Extra-binomial variation is defined in this Oxford Reference source:
Greater variability in repeat estimates of a population proportion than would be expected if the population had a binomial distribution. For example, suppose that $n$ observations are taken on independent Bernoulli variables that take the value $1$ with probability $p$, and the value $0$ with probability $1−p$. The mean of the total of the observations will be $np$ and the variance will be $np(1−p)$. However, if the probability varies from variable to variable, with overall mean $p$ as before, then the variance of the total will now be $\mathbf{>np(1−p)}$.
I do not follow this statement. Say we are comparing two variables:
$X \sim Bin(5, 0.5)$ (so $E(X) = np = 2.5$, and $var(X) = np(1-p) = 1.25$).
$Y = \sum_{i=1}^{5} Z_i$, where $Z_1, Z_2, Z_3, Z_4, Z_5$ are Bernoulli with probabilities $0.1, 0.3, 0.6, 0.7$ and $0.8$, respectively. The $Z_i$'s are independent of each other and of $X$.
So $E(X) = 2.5 = E(Y)$, and the condition in the reference is met ("the probability varies from variable to variable, with overall mean $p$ as before").

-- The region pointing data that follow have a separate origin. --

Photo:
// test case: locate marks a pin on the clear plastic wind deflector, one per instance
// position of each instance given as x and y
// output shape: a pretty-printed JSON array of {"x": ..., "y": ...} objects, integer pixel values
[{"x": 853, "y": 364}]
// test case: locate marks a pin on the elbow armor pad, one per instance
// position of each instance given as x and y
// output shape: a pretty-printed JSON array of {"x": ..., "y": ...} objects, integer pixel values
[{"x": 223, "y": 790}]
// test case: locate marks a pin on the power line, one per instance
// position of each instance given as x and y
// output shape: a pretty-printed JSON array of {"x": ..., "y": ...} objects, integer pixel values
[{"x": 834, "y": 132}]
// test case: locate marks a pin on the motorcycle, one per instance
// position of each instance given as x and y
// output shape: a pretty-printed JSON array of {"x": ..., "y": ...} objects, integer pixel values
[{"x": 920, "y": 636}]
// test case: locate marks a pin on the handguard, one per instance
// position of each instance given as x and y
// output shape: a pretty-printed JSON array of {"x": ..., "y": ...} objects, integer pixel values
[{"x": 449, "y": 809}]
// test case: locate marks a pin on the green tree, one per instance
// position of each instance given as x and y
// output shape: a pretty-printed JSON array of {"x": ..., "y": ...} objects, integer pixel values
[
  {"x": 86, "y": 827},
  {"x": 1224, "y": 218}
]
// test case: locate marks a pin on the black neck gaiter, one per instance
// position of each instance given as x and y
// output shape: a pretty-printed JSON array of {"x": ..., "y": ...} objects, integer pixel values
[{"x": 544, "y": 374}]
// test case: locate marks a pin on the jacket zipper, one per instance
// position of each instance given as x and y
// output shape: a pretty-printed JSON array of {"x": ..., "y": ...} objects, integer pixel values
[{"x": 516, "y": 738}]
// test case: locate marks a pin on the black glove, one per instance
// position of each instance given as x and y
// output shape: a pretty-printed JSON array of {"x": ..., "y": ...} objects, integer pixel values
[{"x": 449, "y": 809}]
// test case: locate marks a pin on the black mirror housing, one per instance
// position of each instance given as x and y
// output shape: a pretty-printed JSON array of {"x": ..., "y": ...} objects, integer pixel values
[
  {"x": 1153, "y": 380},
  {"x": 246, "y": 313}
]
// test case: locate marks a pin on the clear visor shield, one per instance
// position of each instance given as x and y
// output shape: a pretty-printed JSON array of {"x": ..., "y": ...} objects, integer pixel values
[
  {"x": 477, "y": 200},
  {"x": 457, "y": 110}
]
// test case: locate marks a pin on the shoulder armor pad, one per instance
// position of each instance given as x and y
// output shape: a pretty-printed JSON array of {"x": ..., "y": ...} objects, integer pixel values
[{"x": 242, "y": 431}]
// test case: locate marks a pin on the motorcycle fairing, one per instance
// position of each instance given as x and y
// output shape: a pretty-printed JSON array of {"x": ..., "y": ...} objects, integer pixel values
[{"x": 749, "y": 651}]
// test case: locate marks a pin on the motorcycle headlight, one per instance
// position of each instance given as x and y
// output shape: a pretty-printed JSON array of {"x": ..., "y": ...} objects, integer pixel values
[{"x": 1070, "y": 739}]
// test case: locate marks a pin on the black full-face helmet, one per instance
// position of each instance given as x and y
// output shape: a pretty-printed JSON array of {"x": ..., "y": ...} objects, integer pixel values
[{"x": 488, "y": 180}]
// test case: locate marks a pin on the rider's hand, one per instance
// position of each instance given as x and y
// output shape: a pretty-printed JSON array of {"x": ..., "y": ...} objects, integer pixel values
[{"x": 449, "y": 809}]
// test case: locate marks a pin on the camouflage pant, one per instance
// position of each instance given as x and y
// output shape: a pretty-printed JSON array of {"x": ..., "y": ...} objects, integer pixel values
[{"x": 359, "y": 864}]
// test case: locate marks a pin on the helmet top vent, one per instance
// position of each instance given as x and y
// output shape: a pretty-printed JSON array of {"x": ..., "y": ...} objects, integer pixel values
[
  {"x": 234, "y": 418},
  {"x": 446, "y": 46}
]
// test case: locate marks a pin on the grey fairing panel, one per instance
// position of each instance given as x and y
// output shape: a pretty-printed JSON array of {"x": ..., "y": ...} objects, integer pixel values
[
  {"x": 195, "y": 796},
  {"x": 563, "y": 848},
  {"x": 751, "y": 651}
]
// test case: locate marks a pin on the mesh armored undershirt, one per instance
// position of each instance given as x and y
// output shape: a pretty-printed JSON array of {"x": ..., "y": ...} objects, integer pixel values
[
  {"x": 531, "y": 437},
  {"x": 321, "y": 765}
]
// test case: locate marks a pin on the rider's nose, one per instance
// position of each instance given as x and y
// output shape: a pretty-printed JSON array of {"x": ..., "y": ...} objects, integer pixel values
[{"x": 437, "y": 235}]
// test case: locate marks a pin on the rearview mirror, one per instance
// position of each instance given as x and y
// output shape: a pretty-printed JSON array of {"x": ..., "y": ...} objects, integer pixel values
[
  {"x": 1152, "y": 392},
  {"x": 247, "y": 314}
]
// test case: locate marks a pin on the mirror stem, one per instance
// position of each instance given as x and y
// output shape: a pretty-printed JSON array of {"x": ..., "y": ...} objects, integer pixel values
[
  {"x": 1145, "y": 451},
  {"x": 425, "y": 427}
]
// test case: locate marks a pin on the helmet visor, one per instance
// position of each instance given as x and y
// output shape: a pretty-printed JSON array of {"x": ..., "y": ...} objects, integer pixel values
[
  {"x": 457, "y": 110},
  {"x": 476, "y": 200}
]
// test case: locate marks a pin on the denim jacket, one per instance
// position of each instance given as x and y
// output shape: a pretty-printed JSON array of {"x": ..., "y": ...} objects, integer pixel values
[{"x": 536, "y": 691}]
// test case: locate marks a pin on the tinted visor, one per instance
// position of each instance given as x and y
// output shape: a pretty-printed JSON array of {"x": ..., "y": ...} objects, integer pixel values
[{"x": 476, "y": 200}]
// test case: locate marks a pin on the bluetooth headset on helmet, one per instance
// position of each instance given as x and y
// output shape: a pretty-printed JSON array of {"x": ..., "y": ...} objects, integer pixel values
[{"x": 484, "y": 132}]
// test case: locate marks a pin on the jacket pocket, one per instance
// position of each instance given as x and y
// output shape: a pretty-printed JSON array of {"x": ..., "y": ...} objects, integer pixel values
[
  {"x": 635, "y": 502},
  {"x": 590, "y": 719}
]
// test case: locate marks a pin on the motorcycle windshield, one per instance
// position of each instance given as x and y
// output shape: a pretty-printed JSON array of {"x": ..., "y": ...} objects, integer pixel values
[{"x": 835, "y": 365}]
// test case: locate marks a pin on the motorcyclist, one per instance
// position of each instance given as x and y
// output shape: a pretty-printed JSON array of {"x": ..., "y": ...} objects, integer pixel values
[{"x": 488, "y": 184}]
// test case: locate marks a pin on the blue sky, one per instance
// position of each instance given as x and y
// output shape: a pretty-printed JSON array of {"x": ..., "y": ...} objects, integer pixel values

Then: $$var(Y) = \sum_{i=1}^5 var(Z_i) = \sum_{i=1}^5 p_i(1-p_i)$$ $$= 0.1(1-0.1) + 0.3(1-0.3) + 0.6(1-0.6) + 0.7(1-0.7) + 0.8(1-0.8) = 0.91$$
So $var(X) = 1.25$, $var(Y) = 0.91$, and $var(Y) < np(1-p) = var(X)$, counter to the last line of the quoted reference. Am I correct in pointing out that the reference is wrong, or have I made a mistake somewhere?